Building - Stage 4 - Years 6 through 10

This stage is characterized by the settling of the last stage and the feeling of "dependability." The couple establishes the independence of the individual partners, but also reaches a new balance of dependence/ independence. They are now able to collaborate towards newer goals and desires, such as career building or pooled financial ventures. One partner who did the cooking for several years may turn the job over to the other partner and go back to school. This stage may also be marked by a comfortable complementarity, a decreased need to process every issue and discuss every decision, and the ability to "know what the other is thinking" in a conversation. This may also be detrimental if the communication process breaks down or if members make unwarranted assumptions about the relationship.

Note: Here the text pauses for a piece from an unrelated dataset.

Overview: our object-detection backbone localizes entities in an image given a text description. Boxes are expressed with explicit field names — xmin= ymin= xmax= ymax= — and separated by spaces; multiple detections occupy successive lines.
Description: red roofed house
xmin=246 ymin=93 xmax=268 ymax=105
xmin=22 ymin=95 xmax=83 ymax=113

Releasing - Stage 5 - Years 10 through 20

In this stage the couple trust each other completely, after realizing who they are and who the other person is. There is no desire to "change" the other one. Close friendship and companionship are the main characteristics of this stage, as well as higher relationship quality (Kurdek, 1989). Money and resources are no longer shared so much as they are simply owned by both. Each member gives themselves freely to the other. The couple may however, begin to find life with each other as boring. They may begin to take each other for granted, may sleep apart, may find little pleasure in their accomplishments, and the individual members may experience the "mid-life crisis." However, after resolving this stage, the couple may move into the next stage.

Renewing - Stage 6

The could be called "the retirement" stage of the relationship. The couple has achieved adequate financial security and now has time for each other. As they move toward "old age" together issues of health may become important. Each individual may be concerned with his own health as well as the health of the other. Old friends may die at this stage as well. Issues of productivity, accomplishment, and meaning in life may become important. It should be noted that McWhirter and Madison compiled these stages before 1984, when AIDS was beginning to be identified in hospitals. Issues of health, dying, financial security, and loneliness become even more important during this stage in the 1990's. Lower self-esteem and depression may exacerbate already present feelings of estrangement from family (Lang, 1991). Issues and conflicts in this stage of the relationship conform to Erikson's "Integrity versus Despair" stage of psychosocial development.